DA: Man accused of blackmailing Letterman said transaction would look like business deal
By APTuesday, December 15, 2009
DA: Letterman suspect sought to mask blackmail
NEW YORK — A TV producer accused of trying to blackmail David Letterman for $2 million said he needed money to visit his son and would mask the transaction as a business deal, prosecutors said Tuesday.
Robert J. “Joe” Halderman also told the comedian’s lawyer he would keep copies of his information on Letterman’s love life for “protection,” worrying that he could be fired — or even killed — in retaliation for the scheme, Manhattan prosecutors said in court papers.
“The issue is your client does not want this information public,” Halderman told Letterman’s attorney in a secretly taped conversation, according to prosecutors. “I have said, for a price, I will sign a confidentiality agreement and I will not make this information public. That’s, that’s the deal.”
A judge is expected to rule next month on Halderman’s argument for dismiss the attempted grand larceny case, which prompted Letterman to disclose on-air that he had had affairs with staffers.
Halderman says he was just shopping a thinly veiled screenplay about Letterman’s life to the late-night TV icon. The Manhattan District Attorney’s office says his conduct and comments make it clear his goal was hush money to keep quiet about Letterman’s dalliances.
In sometimes scattered remarks to Letterman’s lawyer, Halderman lamented that he couldn’t afford to go see a son who lives 2,000 miles away, insisted on rigging up a contract and getting paid by check in case of a tax audit and worried that Letterman might engineer his firing or worse in revenge, according to accounts in prosecutors’ filing Tuesday.
“Should I be fired, mysteriously … if my house burns down … any number of things that, I don’t know this person, I’ve never met this person, I have no idea who or what he is or is capable of,” Halderman said, according to the court papers. He added that someone might decide “the only way to be sure that I never talk to anybody is for somebody to kill me,” the papers said. Prosecutors arranged for Letterman’s lawyer to record two meetings with Halderman.
Halderman laid out his cover story frankly, saying he would tell his accountant, “I’m optioning a screenplay. I think that’s how we should define it,” according to the papers.
Still, he expressed misgivings about the scheme, telling Letterman’s lawyer he was “not terribly impressed by” his own conduct, according to the papers.
“His efforts to define and characterize his actions as something legitimate and make the ‘deal’ appear normal are nothing more than a transparent charade,” assistant district attorneys Judy Salwen and Peirce R. Moser wrote.

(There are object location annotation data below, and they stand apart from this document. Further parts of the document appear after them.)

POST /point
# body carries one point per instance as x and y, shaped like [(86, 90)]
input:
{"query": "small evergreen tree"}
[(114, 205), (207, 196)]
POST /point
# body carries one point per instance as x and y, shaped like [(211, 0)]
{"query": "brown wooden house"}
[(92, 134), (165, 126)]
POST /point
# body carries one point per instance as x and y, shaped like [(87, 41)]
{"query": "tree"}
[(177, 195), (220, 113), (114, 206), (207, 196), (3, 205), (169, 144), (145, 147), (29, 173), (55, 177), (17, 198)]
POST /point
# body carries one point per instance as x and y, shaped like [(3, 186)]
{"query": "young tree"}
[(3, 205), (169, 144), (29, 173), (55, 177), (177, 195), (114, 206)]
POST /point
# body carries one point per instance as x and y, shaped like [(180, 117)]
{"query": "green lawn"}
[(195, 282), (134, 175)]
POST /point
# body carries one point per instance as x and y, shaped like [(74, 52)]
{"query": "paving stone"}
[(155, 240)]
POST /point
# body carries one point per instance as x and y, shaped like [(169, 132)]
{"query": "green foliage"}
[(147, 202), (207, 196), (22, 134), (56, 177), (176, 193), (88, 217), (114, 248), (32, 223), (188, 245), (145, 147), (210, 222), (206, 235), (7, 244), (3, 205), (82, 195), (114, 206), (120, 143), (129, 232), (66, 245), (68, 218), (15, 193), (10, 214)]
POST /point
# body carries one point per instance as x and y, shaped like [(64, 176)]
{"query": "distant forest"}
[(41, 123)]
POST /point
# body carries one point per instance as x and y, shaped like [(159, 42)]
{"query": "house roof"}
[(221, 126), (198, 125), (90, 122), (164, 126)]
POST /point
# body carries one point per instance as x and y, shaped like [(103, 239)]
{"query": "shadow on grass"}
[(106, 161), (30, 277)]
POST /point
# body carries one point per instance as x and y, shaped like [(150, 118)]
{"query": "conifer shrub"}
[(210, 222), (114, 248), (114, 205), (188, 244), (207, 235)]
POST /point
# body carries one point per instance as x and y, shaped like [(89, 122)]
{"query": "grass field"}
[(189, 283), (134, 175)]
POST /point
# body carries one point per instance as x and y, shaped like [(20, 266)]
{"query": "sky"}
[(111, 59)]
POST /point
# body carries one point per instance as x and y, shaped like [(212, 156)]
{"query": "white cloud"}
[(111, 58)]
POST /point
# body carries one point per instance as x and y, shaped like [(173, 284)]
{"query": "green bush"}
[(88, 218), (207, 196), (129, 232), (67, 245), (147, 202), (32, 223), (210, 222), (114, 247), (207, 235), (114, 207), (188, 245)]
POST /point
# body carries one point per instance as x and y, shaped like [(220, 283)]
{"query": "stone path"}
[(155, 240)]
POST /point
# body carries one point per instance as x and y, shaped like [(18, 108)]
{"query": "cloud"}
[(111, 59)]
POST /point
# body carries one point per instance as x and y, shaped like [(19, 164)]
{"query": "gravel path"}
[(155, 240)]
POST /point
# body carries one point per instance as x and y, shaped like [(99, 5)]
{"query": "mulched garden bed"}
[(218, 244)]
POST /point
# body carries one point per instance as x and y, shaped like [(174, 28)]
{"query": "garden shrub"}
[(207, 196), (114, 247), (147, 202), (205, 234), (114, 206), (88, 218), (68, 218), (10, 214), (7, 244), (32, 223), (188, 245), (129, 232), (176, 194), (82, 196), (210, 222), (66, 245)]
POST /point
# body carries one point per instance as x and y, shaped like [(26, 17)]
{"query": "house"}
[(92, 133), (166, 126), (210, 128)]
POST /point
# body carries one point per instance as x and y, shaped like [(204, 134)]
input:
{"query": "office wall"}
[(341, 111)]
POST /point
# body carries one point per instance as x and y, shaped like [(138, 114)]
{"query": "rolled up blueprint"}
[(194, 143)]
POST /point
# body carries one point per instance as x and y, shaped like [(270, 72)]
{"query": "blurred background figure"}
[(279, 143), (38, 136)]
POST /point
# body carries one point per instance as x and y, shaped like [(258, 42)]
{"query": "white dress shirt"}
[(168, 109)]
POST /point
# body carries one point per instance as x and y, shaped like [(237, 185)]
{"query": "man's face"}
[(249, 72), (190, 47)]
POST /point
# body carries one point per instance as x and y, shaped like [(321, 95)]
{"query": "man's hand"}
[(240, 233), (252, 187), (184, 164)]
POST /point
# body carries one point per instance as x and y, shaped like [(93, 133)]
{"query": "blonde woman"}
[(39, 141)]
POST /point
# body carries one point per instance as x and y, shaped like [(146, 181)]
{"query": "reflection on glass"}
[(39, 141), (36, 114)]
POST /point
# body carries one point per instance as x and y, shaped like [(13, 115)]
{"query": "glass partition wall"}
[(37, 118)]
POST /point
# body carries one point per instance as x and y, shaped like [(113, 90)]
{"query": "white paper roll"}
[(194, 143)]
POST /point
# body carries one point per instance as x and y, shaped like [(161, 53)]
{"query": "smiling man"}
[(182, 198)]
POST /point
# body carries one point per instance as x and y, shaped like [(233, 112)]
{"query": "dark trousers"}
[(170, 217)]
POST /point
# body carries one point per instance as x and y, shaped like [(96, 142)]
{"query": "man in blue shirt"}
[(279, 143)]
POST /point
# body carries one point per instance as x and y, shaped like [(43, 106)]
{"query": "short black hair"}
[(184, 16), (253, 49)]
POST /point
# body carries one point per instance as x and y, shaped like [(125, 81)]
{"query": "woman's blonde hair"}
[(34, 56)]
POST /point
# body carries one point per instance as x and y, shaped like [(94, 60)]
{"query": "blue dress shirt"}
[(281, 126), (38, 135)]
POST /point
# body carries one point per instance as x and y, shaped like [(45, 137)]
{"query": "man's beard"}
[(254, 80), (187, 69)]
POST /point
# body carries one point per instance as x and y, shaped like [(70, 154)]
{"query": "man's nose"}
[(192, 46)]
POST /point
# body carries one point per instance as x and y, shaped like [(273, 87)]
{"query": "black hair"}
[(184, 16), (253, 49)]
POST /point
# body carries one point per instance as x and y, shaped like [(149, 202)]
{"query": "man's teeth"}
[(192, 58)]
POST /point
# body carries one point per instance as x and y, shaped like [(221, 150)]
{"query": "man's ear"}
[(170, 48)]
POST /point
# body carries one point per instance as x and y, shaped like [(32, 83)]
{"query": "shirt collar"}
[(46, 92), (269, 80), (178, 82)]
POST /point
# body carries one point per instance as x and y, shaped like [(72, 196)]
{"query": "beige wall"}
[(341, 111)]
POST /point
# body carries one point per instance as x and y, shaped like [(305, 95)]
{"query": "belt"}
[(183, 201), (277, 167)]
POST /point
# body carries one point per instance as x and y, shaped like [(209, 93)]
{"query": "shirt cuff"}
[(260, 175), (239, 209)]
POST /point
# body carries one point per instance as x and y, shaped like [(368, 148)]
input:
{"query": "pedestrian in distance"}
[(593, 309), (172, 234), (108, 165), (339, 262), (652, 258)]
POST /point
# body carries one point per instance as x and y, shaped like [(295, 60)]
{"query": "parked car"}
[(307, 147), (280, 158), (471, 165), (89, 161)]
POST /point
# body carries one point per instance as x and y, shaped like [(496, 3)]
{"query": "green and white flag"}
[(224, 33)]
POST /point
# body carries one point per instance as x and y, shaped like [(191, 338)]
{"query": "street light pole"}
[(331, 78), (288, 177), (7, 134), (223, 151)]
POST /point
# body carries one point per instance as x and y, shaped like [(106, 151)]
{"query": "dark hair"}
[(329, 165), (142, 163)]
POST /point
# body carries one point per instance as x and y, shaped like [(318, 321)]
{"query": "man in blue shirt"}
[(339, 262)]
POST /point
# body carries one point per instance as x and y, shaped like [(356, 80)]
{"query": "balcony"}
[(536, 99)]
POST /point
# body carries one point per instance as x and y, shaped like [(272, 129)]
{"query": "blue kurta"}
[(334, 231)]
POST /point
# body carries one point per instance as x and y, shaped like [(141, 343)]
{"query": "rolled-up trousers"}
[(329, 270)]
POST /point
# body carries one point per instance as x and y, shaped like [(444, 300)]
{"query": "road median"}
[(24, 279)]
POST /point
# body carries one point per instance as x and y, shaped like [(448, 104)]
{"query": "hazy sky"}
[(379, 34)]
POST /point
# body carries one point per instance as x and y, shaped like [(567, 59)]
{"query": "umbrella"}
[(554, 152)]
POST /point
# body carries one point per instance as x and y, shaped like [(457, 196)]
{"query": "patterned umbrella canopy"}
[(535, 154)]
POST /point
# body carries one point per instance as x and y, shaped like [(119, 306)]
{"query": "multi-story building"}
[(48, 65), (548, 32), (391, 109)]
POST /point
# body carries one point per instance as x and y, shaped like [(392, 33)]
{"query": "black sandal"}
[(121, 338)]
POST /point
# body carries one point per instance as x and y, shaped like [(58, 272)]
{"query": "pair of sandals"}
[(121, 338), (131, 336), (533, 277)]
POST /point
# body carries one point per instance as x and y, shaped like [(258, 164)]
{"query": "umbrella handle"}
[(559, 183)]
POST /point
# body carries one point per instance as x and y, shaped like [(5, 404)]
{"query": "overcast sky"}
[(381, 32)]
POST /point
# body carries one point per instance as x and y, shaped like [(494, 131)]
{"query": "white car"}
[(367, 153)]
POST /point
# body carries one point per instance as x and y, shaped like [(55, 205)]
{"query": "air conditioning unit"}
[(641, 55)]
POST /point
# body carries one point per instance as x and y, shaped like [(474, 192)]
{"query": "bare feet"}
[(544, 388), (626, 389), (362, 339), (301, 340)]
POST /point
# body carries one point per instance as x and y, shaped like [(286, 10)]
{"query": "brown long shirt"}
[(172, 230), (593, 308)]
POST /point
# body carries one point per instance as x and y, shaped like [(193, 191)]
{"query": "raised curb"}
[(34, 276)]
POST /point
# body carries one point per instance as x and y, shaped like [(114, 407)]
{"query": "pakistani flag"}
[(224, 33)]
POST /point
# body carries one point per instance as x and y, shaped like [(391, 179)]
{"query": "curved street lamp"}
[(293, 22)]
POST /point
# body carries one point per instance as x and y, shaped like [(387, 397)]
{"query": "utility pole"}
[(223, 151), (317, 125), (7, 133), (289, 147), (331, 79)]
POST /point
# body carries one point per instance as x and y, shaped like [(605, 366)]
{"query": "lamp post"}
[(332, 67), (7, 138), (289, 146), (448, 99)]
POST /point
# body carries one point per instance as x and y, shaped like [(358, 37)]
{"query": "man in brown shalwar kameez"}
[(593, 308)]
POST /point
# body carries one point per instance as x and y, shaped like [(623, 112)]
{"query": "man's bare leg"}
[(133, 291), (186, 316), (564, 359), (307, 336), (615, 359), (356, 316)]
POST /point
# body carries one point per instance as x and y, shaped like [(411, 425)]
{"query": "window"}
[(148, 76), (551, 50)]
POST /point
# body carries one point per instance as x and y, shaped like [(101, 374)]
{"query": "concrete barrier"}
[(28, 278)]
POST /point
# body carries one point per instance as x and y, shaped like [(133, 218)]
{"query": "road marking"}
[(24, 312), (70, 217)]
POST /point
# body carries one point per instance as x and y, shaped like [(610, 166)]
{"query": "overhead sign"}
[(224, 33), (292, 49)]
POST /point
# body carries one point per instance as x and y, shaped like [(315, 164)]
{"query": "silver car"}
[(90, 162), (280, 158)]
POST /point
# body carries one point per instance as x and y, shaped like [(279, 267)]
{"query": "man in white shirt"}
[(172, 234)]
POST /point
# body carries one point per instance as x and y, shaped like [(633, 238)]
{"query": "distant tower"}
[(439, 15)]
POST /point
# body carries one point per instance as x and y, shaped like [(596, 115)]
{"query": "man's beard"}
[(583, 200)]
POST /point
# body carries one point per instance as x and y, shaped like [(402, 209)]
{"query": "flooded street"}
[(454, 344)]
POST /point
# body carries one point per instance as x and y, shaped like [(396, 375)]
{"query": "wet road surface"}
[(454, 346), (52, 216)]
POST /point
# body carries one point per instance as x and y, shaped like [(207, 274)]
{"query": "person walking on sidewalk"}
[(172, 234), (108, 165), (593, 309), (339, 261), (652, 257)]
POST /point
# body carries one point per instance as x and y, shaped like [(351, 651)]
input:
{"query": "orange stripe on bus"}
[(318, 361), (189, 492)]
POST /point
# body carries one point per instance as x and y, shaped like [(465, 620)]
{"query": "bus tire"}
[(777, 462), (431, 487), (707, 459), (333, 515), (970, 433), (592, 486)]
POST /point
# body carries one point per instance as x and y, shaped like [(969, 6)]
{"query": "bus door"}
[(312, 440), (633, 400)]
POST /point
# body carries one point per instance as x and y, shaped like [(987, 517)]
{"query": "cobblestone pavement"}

Halderman’s lawyer, Gerald Shargel, stood by his contention that the exchange was aboveboard business.
“He had intellectual property relating to Letterman’s poor conduct. He had the right to sell that intellectual property,” Shargel said Tuesday.
Halderman has said in court papers that he threatened nothing more than a sale to someone else if Letterman said no.
In a package given to Letterman’s driver Sept. 9, Halderman said he needed “a large chunk of money” and described a screenplay depicting Letterman’s life unraveling after his personal life was exposed, authorities said.
The package included photos, personal letters and portions of a diary in which Halderman’s ex-girlfriend — a Letterman assistant — described an affair with the comic, law enforcement officials have said.
Halderman referred to letters, phone bills and the woman’s “confession” in the taped conversations, according to court papers.
Letterman’s lawyer has said Halderman’s message and tactics were pure extortion, noting that he delivered his package around 6 a.m. and demanded a response within two hours.
Halderman, who made about $214,000 in 2007, had said he was struggling financially because of his divorce, according to his ex-wife’s lawyers. They said in papers filed in a Connecticut court that his money troubles were due to “mismanagement and extravagant spending” on golf trips and other luxuries.
Halderman, a 52-year-old producer for CBS’ “48 Hours Mystery,” has pleaded not guilty. He could face five to 15 years in prison if convicted.
The network declined Tuesday to discuss his status there.